Beim BRN Airport Marathon in Belp betrat ich in mehrfacher Hinsicht Neuland. Noch nie zuvor war ich bei der Premiere eines Laufwettbewerbs am Start, und entsprechend unbekannt war mir auch die Strecke – zumal es keine Streckenmarkierungen gab. Zur Sicherheit lud ich mir den Kurs im Vorfeld auf meine Sportuhr, um mich per Kartenansicht durch Belp und rund um den Flugplatz zu navigieren. Die Sorge, an jeder zweiten Weggabelung stehen bleiben zu müssen, um mich neu zu orientieren, war durchaus präsent. Doch sie erwies sich als unbegründet – nicht zuletzt, weil ich am Vortag die letzten, verwinkelten sieben Kilometer testweise abgelaufen war.
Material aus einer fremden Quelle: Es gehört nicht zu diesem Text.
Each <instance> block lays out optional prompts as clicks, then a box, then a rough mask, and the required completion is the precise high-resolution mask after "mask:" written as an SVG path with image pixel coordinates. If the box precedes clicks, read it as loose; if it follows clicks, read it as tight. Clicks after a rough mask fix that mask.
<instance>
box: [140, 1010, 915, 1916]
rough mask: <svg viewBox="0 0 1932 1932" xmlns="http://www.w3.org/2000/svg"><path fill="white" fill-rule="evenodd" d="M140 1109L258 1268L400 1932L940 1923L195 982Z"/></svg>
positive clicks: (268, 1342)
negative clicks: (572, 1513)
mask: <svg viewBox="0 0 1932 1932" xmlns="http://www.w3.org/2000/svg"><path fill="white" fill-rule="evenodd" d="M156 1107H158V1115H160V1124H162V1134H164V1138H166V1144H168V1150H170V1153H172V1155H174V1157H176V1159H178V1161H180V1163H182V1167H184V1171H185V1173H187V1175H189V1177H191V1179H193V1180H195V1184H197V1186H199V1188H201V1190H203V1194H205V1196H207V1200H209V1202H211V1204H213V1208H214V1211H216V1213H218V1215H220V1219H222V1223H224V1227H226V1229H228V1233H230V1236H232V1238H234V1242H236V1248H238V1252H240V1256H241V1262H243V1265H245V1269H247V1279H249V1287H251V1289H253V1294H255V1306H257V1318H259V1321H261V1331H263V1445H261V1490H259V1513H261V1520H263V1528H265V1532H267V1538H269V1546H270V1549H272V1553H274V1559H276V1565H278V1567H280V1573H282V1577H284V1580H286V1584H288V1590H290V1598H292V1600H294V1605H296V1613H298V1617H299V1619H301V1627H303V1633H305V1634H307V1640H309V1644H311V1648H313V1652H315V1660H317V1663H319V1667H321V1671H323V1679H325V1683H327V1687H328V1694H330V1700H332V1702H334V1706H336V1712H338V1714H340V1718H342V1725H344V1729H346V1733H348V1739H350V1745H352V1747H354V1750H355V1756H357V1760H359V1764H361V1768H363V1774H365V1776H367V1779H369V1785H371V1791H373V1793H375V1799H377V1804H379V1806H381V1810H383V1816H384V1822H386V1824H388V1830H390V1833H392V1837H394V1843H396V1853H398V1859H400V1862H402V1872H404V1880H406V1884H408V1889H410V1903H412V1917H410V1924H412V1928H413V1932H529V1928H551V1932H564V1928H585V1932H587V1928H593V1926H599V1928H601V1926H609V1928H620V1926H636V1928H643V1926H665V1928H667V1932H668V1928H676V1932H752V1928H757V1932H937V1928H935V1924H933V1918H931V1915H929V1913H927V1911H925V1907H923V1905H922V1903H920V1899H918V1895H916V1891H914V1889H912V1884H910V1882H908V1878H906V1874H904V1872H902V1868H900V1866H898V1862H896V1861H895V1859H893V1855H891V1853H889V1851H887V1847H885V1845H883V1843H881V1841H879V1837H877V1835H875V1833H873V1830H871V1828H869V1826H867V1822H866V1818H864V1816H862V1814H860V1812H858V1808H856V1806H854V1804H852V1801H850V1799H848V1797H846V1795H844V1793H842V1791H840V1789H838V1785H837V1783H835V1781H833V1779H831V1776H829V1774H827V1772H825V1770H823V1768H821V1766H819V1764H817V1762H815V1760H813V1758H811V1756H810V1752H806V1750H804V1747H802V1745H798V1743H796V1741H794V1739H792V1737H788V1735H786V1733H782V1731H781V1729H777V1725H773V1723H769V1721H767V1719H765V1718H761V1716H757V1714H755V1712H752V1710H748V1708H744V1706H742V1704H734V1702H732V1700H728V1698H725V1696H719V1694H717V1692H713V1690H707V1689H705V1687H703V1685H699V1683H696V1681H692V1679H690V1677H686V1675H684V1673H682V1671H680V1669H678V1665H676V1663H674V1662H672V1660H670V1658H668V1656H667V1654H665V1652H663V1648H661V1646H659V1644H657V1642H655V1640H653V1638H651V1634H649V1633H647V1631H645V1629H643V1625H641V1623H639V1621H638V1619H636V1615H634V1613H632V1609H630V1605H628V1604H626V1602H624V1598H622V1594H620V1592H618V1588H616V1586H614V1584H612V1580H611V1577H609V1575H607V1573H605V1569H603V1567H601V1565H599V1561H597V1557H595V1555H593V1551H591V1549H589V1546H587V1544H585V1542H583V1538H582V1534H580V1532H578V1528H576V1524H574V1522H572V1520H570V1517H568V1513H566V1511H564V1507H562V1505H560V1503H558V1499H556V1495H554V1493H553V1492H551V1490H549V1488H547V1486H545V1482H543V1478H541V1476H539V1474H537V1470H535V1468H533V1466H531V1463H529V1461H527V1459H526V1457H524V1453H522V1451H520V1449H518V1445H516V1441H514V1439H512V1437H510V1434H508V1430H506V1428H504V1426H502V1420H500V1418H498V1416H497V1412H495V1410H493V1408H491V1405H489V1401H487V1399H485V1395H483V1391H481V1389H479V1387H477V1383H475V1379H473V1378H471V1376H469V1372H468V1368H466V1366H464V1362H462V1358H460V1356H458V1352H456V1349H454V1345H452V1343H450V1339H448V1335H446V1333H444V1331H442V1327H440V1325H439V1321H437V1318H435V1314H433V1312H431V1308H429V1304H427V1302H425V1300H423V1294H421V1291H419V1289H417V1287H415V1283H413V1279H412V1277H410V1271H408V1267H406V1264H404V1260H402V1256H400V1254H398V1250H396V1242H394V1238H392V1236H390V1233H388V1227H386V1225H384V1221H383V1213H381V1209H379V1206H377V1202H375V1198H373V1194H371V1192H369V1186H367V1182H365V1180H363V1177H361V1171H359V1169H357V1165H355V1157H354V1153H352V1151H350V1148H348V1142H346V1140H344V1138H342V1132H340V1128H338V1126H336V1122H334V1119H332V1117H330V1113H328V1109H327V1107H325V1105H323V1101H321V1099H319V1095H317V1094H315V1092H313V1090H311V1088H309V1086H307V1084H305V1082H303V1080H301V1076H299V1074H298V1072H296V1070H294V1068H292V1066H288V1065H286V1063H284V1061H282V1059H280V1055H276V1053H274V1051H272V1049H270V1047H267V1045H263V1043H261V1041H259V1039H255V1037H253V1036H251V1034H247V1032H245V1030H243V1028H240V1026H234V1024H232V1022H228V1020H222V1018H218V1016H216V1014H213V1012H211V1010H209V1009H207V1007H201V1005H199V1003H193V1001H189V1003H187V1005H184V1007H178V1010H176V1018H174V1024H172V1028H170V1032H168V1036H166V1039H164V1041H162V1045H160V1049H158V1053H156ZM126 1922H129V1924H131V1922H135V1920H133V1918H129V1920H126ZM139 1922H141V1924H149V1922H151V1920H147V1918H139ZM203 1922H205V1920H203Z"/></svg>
So fand ich problemlos meinen Rhythmus, und spätestens auf der zweiten Runde – 1 Runde entspricht 21,1 Kilometern – konnte ich ganz auf die Karte verzichten.
Organisiert wurde der Anlass vom 100 Marathon Club Schweiz – klein, aber fein. Die Strecke präsentierte sich landschaftlich reizvoll und grösstenteils flach, auch wenn gegen Ende jeder Runde ein kurzer, aber giftiger Anstieg auf die Läufer wartete.
Pünktlich um 10 Uhr fiel der Startschuss. Ich übernahm sofort die Spitze und gab sie bis ins Ziel nicht mehr ab – ein ungefährdeter Start-Ziel-Sieg. Das Gefühl war von Beginn weg ausgezeichnet. Allerdings hatte ich auf meiner Uhr ausschliesslich die Karte im Blick, was wohl dazu führte, dass ich einen Tick zu schnell unterwegs war. Die eingeblendeten Zwischenzeiten bestätigten diesen Eindruck. Ich versuchte zwar, das Tempo etwas zu drosseln, doch irgendwie war ich – ganz im Sinne des nahegelegenen Flugplatzes – im Flugmodus unterwegs.
Den Halbmarathon passierte ich nach 1:38:09. Bis Kilometer 30 lief alles wie am Schnürchen, doch mit zunehmender Renndauer machte mir die Hitze immer mehr zu schaffen. Die Pace liess nach, die Schritte wurden schwerer. Ab Kilometer 35 waren die Beine leer – keine Krämpfe, keine akuten Beschwerden, aber die Energiereserven praktisch aufgebraucht. Mit letzter Kraft kämpfte ich mich über den Schlussanstieg und war erleichtert, als ich nach 3:22:05 die Ziellinie überquerte. Der Lohn: Tagessieg und Streckenrekord.
Damit war mein 54. Marathon erfolgreich im Trockenen. Eine Zahl, die beachtlich klingt – doch sie relativiert sich schnell: Ein 74-jähriger Teilnehmer absolvierte an diesem Tag seinen 1386. Marathon. Eine schier unglaubliche Leistung.